Charles-Valentin Alkan, né Charles-Valentin Morhange1, le 30 novembre 1813 à Paris, mort dans la même ville le 29 mars 1888, est un pianiste et compositeur français. Se rattachant à la tradition de grande virtuosité de l'époque romantique, initiée par Paganini au violon, puis au piano par Frédéric Chopin et Franz Liszt, il est considéré comme le plus important représentant français de l'école de piano romantique.
Né de parents juifs, au sein d'une fratrie (cinq frères et une sœur) de musiciens qui adoptèrent tous le nom de Alkan — prénom du père, Alkan Morhange, qui tenait une école élémentaire réputée pour son enseignement musical — Charles-Valentin est d'abord un enfant prodige entrant à 6 ans au Conservatoire de Paris. Il étudie l'harmonie, l'orgue et le piano avec des professeurs tels que Joseph Zimmermann, qui fut aussi le professeur de Georges Bizet, César Franck, Charles Gounod, et Ambroise Thomas. Il obtient le premier prix pour le piano en 1824, pour l'harmonie en 1827, pour l'orgue en 1834. Il est à 17 ans un virtuose réputé, rivalisant avec Franz Liszt ou Sigismond Thalberg.
Surnommé « le Berlioz du piano » par Hans von Bülow, il a cependant été peu présent au concert : dès l'âge de 20 ans, il se retire de la vie publique, manifestant une forte misanthropie, et se consacre à la composition. Pour gagner sa vie, il donne des leçons : il devient un pédagogue réputé vers lequel les élèves de Chopin se tournèrent à la mort de celui-ci. Il donne tous les ans Six petits concerts, salle Erard, où il présente en intermède quelques-unes de ses œuvres, au milieu d'un répertoire très classique.
En 1844, Charles-Valentin Alkan reprend les concerts. Il espère succéder à Joseph Zimmermann au Conservatoire de Paris, mais c'est Marmontel qui obtient le poste. Il quitte de nouveau la vie publique après 1848 et y revient en 1855 avec la publication de ses Douze Études dans tous les tons mineurs, op. 39.
Il meurt à 74 ans, selon la légende écrasé par sa bibliothèque alors qu'il saisissait le Talmud. Officiellement, il s'agit d'un « accident domestique ».

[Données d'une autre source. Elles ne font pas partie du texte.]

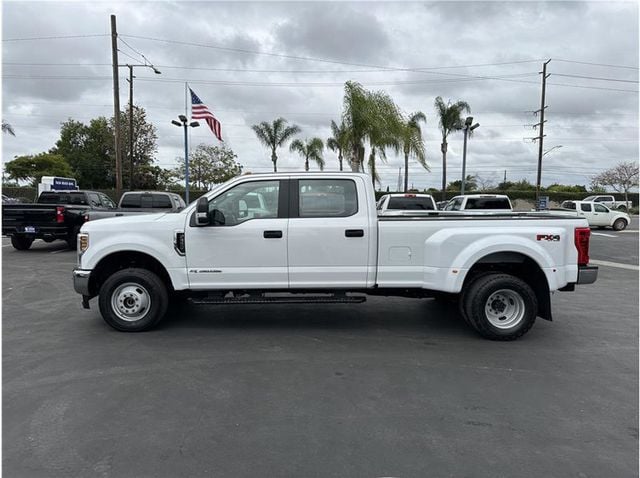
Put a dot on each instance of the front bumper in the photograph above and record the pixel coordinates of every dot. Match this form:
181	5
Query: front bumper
587	274
81	281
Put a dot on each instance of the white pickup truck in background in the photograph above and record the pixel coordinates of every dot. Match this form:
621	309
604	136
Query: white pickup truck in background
316	237
610	202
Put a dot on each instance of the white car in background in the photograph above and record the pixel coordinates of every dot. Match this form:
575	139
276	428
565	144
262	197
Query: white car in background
596	214
405	204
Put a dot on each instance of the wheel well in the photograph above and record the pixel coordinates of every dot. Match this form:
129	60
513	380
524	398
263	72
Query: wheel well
518	265
123	260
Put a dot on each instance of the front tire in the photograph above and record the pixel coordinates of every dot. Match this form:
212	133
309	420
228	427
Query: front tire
500	306
133	300
21	243
619	225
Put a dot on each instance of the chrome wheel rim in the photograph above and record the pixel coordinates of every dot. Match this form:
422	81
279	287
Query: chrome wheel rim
504	309
130	302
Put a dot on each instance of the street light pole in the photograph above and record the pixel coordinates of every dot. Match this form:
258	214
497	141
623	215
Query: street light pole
467	129
185	124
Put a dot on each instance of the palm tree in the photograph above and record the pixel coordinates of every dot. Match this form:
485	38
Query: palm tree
312	149
339	142
450	120
371	116
274	136
7	128
412	143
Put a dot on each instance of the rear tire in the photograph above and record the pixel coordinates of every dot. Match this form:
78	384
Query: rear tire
500	306
619	225
21	243
133	300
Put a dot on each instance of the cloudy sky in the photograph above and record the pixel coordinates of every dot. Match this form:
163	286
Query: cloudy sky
255	61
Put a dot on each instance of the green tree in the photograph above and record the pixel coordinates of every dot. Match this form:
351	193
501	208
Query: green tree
450	119
412	144
621	178
7	128
144	135
89	150
209	165
309	149
470	184
373	117
274	136
564	188
32	167
339	142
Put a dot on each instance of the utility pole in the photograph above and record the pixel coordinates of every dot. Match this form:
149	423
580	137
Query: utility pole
130	127
116	105
541	124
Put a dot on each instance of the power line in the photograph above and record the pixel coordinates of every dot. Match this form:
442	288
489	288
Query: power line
596	78
61	37
597	64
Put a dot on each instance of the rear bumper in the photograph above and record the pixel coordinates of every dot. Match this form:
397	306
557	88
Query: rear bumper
587	274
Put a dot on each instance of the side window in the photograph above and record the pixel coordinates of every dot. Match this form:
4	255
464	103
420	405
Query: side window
252	200
106	201
454	205
327	198
161	201
94	200
130	200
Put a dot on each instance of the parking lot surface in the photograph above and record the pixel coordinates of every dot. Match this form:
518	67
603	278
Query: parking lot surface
393	387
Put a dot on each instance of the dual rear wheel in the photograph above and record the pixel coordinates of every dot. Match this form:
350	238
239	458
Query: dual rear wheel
499	306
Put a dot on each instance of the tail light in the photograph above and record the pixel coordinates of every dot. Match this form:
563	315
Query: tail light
581	237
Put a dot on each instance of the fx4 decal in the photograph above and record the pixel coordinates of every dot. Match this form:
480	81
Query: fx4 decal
548	237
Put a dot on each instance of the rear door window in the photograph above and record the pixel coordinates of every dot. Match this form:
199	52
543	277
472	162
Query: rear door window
327	198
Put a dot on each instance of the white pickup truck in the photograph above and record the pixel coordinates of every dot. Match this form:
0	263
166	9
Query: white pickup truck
317	238
610	202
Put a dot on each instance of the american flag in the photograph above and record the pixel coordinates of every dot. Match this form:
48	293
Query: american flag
200	111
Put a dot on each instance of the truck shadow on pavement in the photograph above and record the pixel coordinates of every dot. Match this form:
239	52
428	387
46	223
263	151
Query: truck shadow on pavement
417	316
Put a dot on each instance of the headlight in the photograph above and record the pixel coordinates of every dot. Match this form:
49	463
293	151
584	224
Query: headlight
83	242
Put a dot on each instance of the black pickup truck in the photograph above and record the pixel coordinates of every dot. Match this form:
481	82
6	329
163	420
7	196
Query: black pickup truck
55	215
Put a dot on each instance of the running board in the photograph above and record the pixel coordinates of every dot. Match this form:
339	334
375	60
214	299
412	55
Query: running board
279	300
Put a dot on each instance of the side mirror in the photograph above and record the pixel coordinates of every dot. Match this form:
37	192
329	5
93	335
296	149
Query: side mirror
218	218
202	212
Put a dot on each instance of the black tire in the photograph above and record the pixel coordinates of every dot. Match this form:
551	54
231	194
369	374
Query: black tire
21	243
500	306
72	238
619	224
142	296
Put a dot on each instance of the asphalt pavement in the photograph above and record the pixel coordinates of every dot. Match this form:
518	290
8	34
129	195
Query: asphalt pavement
389	388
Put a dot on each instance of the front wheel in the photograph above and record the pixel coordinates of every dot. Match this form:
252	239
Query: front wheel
619	225
500	306
21	243
133	300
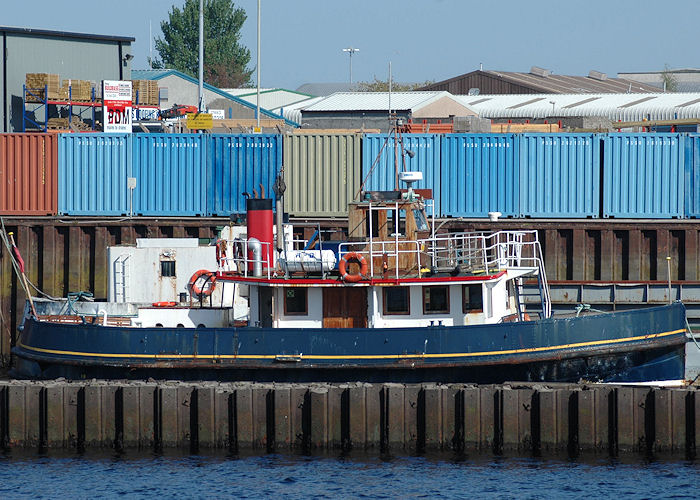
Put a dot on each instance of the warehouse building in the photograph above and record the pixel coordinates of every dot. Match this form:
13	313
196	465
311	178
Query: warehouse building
586	111
370	110
176	87
672	80
537	81
70	55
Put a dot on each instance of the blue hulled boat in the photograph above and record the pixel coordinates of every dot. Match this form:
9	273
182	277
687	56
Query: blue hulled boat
394	301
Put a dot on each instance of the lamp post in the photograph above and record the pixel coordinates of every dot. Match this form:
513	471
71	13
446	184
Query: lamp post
257	71
351	51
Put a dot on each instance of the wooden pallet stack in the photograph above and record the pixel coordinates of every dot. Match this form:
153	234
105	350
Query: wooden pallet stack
37	83
75	123
76	90
146	91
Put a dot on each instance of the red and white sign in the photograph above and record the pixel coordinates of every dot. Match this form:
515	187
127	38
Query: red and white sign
116	106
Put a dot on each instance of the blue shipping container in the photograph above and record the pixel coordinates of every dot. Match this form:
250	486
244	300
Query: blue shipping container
379	170
692	176
93	172
643	175
240	164
559	175
479	174
171	173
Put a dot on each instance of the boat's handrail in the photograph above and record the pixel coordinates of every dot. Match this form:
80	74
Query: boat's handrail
236	258
485	252
375	249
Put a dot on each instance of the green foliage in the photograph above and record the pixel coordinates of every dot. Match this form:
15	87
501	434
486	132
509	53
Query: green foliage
225	58
383	86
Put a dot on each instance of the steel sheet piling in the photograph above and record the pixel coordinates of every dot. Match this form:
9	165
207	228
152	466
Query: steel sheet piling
319	437
393	418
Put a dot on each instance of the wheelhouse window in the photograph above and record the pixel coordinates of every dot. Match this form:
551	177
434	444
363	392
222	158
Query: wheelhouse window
436	299
296	301
421	220
396	300
472	298
167	268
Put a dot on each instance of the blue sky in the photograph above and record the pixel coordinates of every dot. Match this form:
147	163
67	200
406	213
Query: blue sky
423	39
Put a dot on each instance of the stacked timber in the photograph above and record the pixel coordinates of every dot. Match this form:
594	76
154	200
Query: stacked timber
75	123
39	83
76	90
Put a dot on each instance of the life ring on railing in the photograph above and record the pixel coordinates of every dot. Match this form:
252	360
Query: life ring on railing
220	251
210	279
343	267
164	304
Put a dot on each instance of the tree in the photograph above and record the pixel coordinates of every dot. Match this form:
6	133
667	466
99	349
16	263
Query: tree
383	86
225	58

Ses compositions ont été longtemps méconnues et restent encore peu enregistrées. Elles sont pourtant particulièrement originales et personnelles et d'une extrême difficulté d'exécution.
Comme Frédéric Chopin, Alkan a écrit presque exclusivement pour le piano. Ses œuvres les plus importantes sont la Grande Sonate pour piano « Les Quatre Âges de la vie », op. 33, et ses Études, comparables en difficulté et en complexité aux Études d'exécution transcendantes de Liszt. Si les Études dans tous les tons majeurs, op. 35, ressemblent encore aux publications de son temps, les Études dans tous les tons mineurs, op. 39, constituent une somme pianistique de 300 pages, sans équivalent à l'époque2. Le recueil est dominé par une Symphonie et un Concerto. Le fait de donner de tels titres à des œuvres pour piano solo traduit bien l'ambition d'Alkan qui est de conférer une dimension symphonique au piano.
Multipliant les difficultés techniques, Alkan y affectionne, en particulier, les groupes d'octaves et d'accords obligeant l'interprète à des extensions et des déplacements très rapides, les gammes et les arpèges qui fusent, les notes répétées et les batteries donnant parfois l'impression d'un mouvement perpétuel, comme dans Le Chemin de fer, op. 27, évocation virtuose de la fuite en avant d'un train ; enfin, une riche texture polyphonique et polyrythmique2. En dehors des grandes pièces de concert, longues et éprouvantes, Alkan sait faire preuve d'un remarquable talent de miniaturiste, comme dans ses 48 Esquisses op. 63 de 1861 ou l'abrupt Scherzo diabolico (de l'op. 39) qui fait résonner le rire de Méphistophélès.